Department of Pathology, Cambridge University, Tennis Court Road, Cambridge, CB2 1QP, UK.
BMC Genomics. 2020 Mar 17;21(1):236. doi: 10.1186/s12864-020-6625-x.
The Plasmodium genus of malaria parasites encodes several families of antigen-encoding genes. These genes tend to be hyper-variable, highly recombinogenic and variantly expressed. The best-characterized family is the var genes, exclusively found in the Laveranian subgenus of malaria parasites infecting humans and great apes. Var genes encode major virulence factors involved in immune evasion and the maintenance of chronic infections. In the human parasite P. falciparum, var gene recombination and diversification appear to be promoted by G-quadruplex (G4) DNA motifs, which are strongly associated with var genes in P. falciparum. Here, we investigated how this association might have evolved across Plasmodium species - both Laverania and also more distantly related species which lack vars but encode other, more ancient variant gene families.
The association between var genes and G4-forming motifs was conserved across Laverania, spanning ~ 1 million years of evolutionary time, with suggestive evidence for evolution of the association occurring within this subgenus. In rodent malaria species, G4-forming motifs were somewhat associated with pir genes, but this was not conserved in the Laverania, nor did we find a strong association of these motifs with any gene family in a second outgroup of avian malaria parasites. Secondly, we compared two different G4 prediction algorithms in their performance on extremely A/T-rich Plasmodium genomes, and also compared these predictions with experimental data from G4-seq, a DNA sequencing method for identifying G4-forming motifs.
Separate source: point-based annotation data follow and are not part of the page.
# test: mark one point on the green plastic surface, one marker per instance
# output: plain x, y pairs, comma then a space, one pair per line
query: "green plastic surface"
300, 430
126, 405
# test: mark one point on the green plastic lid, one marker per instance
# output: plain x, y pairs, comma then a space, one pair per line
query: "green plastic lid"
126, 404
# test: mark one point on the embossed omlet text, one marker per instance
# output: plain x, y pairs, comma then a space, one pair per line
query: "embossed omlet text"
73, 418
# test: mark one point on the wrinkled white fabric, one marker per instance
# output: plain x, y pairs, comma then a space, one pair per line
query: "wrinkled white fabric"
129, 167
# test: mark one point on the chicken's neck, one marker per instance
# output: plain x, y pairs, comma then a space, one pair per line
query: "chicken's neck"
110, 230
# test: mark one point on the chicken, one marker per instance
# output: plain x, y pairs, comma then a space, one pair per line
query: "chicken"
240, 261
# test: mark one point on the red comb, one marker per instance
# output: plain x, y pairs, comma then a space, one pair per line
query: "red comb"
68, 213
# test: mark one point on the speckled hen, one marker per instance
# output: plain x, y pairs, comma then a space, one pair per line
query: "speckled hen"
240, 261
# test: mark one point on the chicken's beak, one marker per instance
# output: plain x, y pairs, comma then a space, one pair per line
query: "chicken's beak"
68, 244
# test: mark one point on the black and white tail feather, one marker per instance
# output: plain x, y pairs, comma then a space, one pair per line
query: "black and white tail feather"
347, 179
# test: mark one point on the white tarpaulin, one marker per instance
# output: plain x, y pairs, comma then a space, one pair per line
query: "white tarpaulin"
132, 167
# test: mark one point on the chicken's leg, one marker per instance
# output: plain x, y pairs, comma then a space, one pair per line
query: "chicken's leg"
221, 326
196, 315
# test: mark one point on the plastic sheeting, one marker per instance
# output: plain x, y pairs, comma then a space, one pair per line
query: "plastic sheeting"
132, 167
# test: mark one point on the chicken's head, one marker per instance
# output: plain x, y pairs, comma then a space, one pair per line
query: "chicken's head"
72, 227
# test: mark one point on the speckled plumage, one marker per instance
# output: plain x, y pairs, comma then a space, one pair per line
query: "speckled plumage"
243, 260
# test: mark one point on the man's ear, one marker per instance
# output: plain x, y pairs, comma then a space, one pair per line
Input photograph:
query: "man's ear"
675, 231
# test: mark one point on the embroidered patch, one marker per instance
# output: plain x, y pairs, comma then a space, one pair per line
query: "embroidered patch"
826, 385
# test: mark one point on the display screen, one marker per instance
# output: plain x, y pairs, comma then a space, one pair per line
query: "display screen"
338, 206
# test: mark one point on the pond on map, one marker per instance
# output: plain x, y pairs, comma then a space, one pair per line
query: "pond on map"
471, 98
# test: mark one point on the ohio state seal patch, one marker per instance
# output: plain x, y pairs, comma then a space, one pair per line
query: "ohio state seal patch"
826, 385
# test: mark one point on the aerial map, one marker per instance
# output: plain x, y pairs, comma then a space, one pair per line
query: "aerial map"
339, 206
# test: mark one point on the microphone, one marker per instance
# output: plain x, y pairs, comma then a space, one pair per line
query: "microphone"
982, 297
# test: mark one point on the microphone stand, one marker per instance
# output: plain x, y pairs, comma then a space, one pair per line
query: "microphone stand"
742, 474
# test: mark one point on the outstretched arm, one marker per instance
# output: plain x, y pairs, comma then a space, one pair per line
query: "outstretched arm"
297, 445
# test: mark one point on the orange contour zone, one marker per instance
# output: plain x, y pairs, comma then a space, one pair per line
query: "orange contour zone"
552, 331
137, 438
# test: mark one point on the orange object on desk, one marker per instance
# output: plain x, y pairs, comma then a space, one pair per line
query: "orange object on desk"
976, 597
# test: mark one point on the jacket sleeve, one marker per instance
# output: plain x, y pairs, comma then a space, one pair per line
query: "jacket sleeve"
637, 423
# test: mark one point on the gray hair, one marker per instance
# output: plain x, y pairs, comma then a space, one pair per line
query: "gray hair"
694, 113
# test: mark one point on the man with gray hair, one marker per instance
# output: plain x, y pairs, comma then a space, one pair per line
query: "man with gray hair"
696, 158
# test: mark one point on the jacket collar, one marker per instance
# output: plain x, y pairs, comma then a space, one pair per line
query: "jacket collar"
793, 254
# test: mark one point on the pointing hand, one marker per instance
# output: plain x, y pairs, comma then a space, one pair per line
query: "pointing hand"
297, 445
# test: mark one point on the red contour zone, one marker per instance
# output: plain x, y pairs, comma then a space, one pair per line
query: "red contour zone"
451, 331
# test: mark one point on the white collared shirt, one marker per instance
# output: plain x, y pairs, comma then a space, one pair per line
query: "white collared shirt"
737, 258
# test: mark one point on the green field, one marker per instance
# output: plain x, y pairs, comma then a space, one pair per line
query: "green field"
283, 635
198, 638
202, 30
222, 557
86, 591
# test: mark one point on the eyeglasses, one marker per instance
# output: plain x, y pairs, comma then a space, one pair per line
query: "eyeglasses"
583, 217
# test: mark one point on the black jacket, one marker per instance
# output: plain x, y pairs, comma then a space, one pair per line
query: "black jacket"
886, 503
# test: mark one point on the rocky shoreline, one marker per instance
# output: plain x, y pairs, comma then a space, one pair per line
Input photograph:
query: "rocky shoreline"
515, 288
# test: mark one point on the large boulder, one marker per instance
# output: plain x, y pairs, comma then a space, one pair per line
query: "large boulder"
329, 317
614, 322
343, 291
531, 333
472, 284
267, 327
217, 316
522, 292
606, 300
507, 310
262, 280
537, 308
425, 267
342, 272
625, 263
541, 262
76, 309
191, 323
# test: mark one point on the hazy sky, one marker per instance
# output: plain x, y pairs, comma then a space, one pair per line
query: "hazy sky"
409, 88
We found a surprising lack of concordance between the two algorithms and also between the algorithms and G4-seq data.
G4-forming motifs are uniquely strongly associated with Plasmodium var genes, suggesting a particular role for G4s in recombination and diversification of these genes. Secondly, in the A/T-rich genomes of Plasmodium species, the choice of prediction algorithm may be particularly influential when studying G4s in these important protozoan pathogens.
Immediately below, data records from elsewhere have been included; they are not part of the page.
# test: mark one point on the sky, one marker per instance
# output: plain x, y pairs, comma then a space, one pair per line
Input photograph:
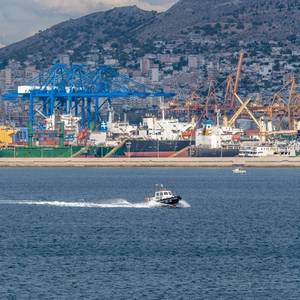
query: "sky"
22, 18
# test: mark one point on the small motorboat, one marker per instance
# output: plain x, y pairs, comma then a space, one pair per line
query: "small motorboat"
164, 197
239, 170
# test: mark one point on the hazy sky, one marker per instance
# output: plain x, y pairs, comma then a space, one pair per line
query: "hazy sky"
22, 18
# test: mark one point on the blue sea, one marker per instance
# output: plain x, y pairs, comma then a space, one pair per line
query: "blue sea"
71, 233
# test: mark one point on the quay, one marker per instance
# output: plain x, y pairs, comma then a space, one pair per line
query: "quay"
263, 162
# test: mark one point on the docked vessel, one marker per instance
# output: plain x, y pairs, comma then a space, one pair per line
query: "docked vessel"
216, 141
164, 197
156, 148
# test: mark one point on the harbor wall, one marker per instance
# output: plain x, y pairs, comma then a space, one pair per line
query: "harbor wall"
290, 162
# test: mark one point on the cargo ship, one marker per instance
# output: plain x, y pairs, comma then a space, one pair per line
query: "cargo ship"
216, 141
157, 148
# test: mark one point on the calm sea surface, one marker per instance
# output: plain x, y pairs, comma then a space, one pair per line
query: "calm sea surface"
85, 234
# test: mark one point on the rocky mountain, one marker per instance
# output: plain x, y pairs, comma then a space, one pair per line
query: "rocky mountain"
223, 21
227, 20
80, 35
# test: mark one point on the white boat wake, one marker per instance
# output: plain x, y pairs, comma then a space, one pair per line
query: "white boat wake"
113, 203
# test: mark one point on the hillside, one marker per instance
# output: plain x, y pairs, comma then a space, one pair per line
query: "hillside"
79, 35
222, 21
227, 20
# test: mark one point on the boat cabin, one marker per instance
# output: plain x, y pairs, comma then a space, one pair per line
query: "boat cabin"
164, 194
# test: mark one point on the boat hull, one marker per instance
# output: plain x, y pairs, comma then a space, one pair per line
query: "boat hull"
202, 152
153, 148
172, 202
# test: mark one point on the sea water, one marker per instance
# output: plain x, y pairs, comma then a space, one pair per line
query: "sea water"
68, 233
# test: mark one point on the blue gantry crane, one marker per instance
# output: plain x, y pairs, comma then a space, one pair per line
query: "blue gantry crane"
76, 90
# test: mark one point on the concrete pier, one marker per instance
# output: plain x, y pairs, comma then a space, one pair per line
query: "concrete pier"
272, 162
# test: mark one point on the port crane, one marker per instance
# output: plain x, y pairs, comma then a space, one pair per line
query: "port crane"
78, 91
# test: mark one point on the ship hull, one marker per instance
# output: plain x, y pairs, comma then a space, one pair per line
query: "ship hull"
153, 148
202, 152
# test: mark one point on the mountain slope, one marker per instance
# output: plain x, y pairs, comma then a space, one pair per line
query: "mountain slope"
222, 21
259, 19
80, 35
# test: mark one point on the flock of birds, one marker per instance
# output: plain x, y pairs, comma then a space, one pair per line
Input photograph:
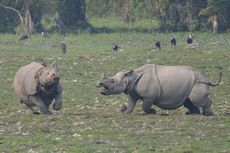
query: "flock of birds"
63, 45
173, 42
115, 47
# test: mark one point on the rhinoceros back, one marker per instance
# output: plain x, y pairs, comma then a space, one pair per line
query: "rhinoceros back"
25, 81
176, 83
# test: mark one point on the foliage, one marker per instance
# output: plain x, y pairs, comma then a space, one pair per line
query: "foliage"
220, 9
71, 11
179, 15
90, 122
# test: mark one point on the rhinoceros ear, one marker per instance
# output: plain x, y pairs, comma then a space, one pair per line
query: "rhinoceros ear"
54, 64
128, 73
103, 76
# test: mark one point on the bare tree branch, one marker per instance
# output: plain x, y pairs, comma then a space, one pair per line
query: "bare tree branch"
12, 9
26, 22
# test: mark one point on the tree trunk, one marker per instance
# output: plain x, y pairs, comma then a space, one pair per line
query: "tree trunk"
25, 19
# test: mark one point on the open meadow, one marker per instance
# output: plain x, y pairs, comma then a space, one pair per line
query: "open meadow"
90, 122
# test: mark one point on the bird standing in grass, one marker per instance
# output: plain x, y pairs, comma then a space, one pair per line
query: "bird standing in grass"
115, 47
63, 47
189, 39
24, 37
173, 41
45, 35
158, 45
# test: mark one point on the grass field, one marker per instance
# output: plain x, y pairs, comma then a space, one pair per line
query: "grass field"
90, 122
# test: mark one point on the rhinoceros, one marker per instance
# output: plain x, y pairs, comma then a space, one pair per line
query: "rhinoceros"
167, 87
38, 85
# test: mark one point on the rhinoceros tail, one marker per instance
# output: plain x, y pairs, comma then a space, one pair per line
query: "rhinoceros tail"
218, 82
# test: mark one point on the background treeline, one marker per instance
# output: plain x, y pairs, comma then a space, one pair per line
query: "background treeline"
173, 15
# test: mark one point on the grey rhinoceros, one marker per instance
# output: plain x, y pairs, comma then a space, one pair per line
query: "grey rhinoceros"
167, 87
38, 85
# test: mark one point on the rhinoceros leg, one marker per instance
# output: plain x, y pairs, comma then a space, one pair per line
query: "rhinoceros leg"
40, 104
131, 104
207, 110
146, 107
191, 108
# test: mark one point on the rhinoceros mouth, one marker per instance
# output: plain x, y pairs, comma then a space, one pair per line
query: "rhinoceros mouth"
103, 88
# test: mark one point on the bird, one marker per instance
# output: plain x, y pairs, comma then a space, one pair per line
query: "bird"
63, 47
45, 35
115, 47
189, 39
158, 45
173, 41
24, 37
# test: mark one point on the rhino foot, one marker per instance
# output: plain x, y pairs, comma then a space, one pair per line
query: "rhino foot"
193, 113
123, 108
150, 111
208, 113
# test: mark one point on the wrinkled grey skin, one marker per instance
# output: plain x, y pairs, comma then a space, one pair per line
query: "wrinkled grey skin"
167, 87
38, 85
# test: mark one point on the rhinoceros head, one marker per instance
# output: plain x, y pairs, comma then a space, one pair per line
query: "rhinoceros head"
116, 84
49, 75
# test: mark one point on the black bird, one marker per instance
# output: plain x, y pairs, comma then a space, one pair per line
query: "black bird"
63, 47
115, 47
158, 45
45, 35
189, 39
173, 41
24, 37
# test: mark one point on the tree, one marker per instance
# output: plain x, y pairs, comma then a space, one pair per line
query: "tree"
218, 11
24, 16
179, 15
72, 12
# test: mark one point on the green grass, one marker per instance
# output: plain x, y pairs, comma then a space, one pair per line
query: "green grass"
90, 122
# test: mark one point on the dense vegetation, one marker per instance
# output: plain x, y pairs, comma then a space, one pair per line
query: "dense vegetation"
90, 122
173, 15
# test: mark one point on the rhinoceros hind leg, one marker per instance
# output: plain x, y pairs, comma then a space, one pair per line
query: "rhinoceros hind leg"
207, 110
191, 108
146, 107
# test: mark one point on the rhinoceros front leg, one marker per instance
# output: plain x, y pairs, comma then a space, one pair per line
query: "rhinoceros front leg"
192, 109
58, 102
40, 104
207, 110
58, 99
146, 106
131, 105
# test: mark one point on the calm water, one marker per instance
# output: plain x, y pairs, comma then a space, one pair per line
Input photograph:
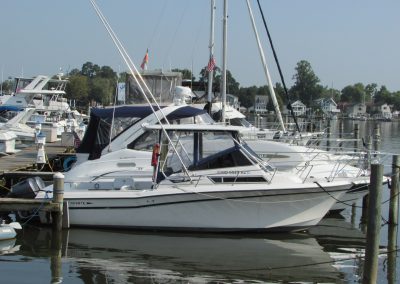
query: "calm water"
329, 253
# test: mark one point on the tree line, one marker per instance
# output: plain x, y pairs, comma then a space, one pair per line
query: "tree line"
93, 84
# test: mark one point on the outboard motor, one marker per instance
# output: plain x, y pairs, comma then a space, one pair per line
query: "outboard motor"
27, 188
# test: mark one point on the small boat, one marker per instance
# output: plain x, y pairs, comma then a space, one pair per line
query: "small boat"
7, 231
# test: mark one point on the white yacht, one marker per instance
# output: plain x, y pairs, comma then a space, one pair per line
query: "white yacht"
204, 179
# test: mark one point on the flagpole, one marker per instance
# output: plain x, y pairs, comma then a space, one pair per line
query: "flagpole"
224, 47
211, 72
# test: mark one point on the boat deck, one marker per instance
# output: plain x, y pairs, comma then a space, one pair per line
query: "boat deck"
26, 157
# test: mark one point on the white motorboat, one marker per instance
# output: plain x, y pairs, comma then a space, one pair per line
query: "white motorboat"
17, 125
213, 184
125, 161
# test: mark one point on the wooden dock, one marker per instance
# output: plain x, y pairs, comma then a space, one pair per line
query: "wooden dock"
26, 157
22, 165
疟原虫属的疟原虫编码了几大家族的抗原编码基因。这些基因往往具有高度变异性、高度重组性和可变表达性。研究最为透彻的家族是 var 基因,它仅存在于感染人类和大猿的 Laveranian 亚属疟原虫中。var 基因编码主要的毒力因子,参与免疫逃避和慢性感染的维持。在人类寄生虫疟原虫中,var 基因重组和多样化似乎是由 G-四链体 (G4) DNA 基序促进的,这些基序与疟原虫中的 var 基因强烈相关。在这里,我们研究了这种关联在疟原虫属中的多个物种中是如何进化的——既包括 Laverania,也包括更遥远的亲缘关系的物种,这些物种缺乏 vars,但编码其他更古老的变体基因家族。
var 基因与 G4 形成基序的关联在 Laverania 中是保守的,跨越了大约 100 万年的进化时间,有迹象表明这种关联在这个亚属中发生了进化。在啮齿动物疟原虫中,G4 形成基序与 pir 基因有些关联,但这种关联在 Laverania 中并不保守,我们也没有在第二种鸟类疟原虫的外群中发现这些基序与任何基因家族有很强的关联。其次,我们比较了两种不同的 G4 预测算法在处理极度 A/T 丰富的疟原虫基因组时的性能,并将这些预测与 G4-seq 的实验数据进行了比较,G4-seq 是一种用于识别 G4 形成基序的 DNA 测序方法。我们发现这两种算法之间以及算法与 G4-seq 数据之间存在令人惊讶的不一致。
G4 形成基序与疟原虫 var 基因强烈相关,表明 G4 在这些基因的重组和多样化中具有特殊作用。其次,在疟原虫属的 A/T 丰富的基因组中,当研究这些重要的原生动物病原体中的 G4 时,预测算法的选择可能特别有影响。